O uso de antidepressivos durante este período de tempo crítico tem o potencial de interferir com a captação de serotonina pelo feto, o que pode resultar em malformações (1).

A serotonina durante o início da gravidez é essencial para o desenvolvimento de todas as células embrionárias, e, portanto, qualquer insulto que perturba o processo de sinalização de serotonina tem o potencial de resultar em uma ampla variedade de malformações.

Por exemplo, quando Celexa (o nome da marca para escitalopram) foi tomada no primeiro trimestre, o risco de defeitos congênitos saltou de 5% para 8%. No total, 88 casos de malformações foram associados ao uso do fármaco (1).

Da mesma forma, o uso de Paxil (paroxetina) foi associado a um risco aumentado de defeitos cardíacos; Venlafaxina (Effexor), com defeitos pulmonares; E antidepressivos tricíclicos (como Elavil), com aumento dos defeitos nos olhos, orelha, face e pescoço (1).

Depressão está em alta em todo o mundo e é uma das principais causas de morte, de acordo com a Organização Mundial da Saúde. A depressão é particularmente grave durante a gravidez, e os médicos – especialmente psiquiatras, obstetras e outros especialistas – estão prescrevendo mais antidepressivos do que nunca para as mulheres grávidas.
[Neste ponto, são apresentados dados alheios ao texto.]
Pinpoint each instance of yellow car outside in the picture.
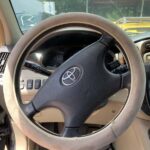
[114,17,150,36]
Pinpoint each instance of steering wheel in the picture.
[4,13,146,150]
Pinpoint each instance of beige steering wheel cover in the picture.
[4,13,146,150]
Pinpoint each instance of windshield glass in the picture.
[11,0,150,36]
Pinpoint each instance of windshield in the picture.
[11,0,150,36]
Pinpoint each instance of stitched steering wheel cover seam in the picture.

Ao longo da década que a Dra Bérard estudou sua coorte, a proporção de mulheres grávidas que fizeram uso de antidepressivos em Quebec dobrou, de 21 usuárias por 1.000 gravidezes em 1998 para 43 por 1.000 em 2009 (1).

Aquelas que usam drogas tendem a ser mais velhas, viver sozinhas ou estar em casa de repouso; Elas também podem ter outras doenças como diabetes, hipertensão e asma, o novo estudo mostra (1). As mulheres geralmente não têm os meios financeiros, tempo de lazer ou apoio para procurar outras soluções, como exercitar regularmente ou consultar um psicoterapeuta.

Há uma infinidade de maneiras de se tratar a depressão leve a moderada, mas você precisa ter tempo e dinheiro e também o incentivo para tirar proveito deles (1). Não lutar pela vida de seu filho e ser a culpada pela limitação dele pelo resto da vida será sua cruz a ser carregada.

Dado que um número crescente de mulheres é diagnosticada com depressão durante a gravidez, (os novos) resultados têm implicações diretas na sua gestão clínica. Isto é ainda mais importante, dado que a eficácia dos antidepressivos durante a gravidez para o tratamento da maioria dos casos de depressão (depressão leve a moderada) tem-se revelado marginal. Assim, a necessidade de precaução com o uso de antidepressivos durante a gravidez é para se ter atenção e opções alternativas não-medicamentosas devem ser consideradas (1).

Fonte: Materiais fornecidos pela Universite de Montreal. 

Referência

1.Berard A, Zhao JP, Sheehy O. Antidepressant use during pregnancy and the risk of major congenital malformations in a cohort of depressed pregnant women: an updated analysis of the Quebec Pregnancy Cohort. BMJ open. 2017;7(1):e013372.